The difference between option 2 and 3 is more about where you want to hold the state. Option 2 holds the state on server-side, in this case Biztalk Server. Option 3 holds the state on the web server using the global cache. Both servers are multithreaded and quite efficient at keeping state for many concurrent requests. Both options are good choice and is more about where you have your skills and limitations and which area you're focusing on.

Option 2 requires a little extra work on the BizTalk Server to ensure proper correlation and to allow the concurrent servicing of multiple requests. Option 3 requires additional coding effort in the Web server to maintain and to clear the global cache.

I will highlight option 2 in more detail and discuss a few aspects you have to take care of.
  1. First the client request with a customer id and server responds with a unique correlation id. An import detail here is to initialize the correlation set on the Send shape so the server knows which client should be correlated to the future poll request. Furthermore the process makes asynchronous requests to host systems. (The parallell branch is not true asynchronous, see "Parallel shape behaviour in BizTalk 2004 and >2006" of Yossi Dahan. A better choice for true asynchronues design is using self correlated ports and Start orchestration). The responses from the host systems aggregates into one message and is ready to be sent out. I'm using atomic scope to ensure transactional consistentency when adding the responses to the list.

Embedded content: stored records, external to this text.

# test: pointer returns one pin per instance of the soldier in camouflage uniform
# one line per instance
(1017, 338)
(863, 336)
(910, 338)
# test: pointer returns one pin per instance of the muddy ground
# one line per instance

  2. The client polls the server with the actual correlation id. The request shape follows the initialized correlation set to correlate the correct instance. If the service has completed its work the server responds with the result otherwise it responds with an empty message. If not a correct correlation id is sent in the server responds with a soap exception. The left branch uses infinite looping to ensure listening for client polling requests. One important thing to mention is that you have to set the orchestration to long running and a corresponding timeout(in my case 60 seconds), otherwise you could increase the actual instances and bloating the server resources.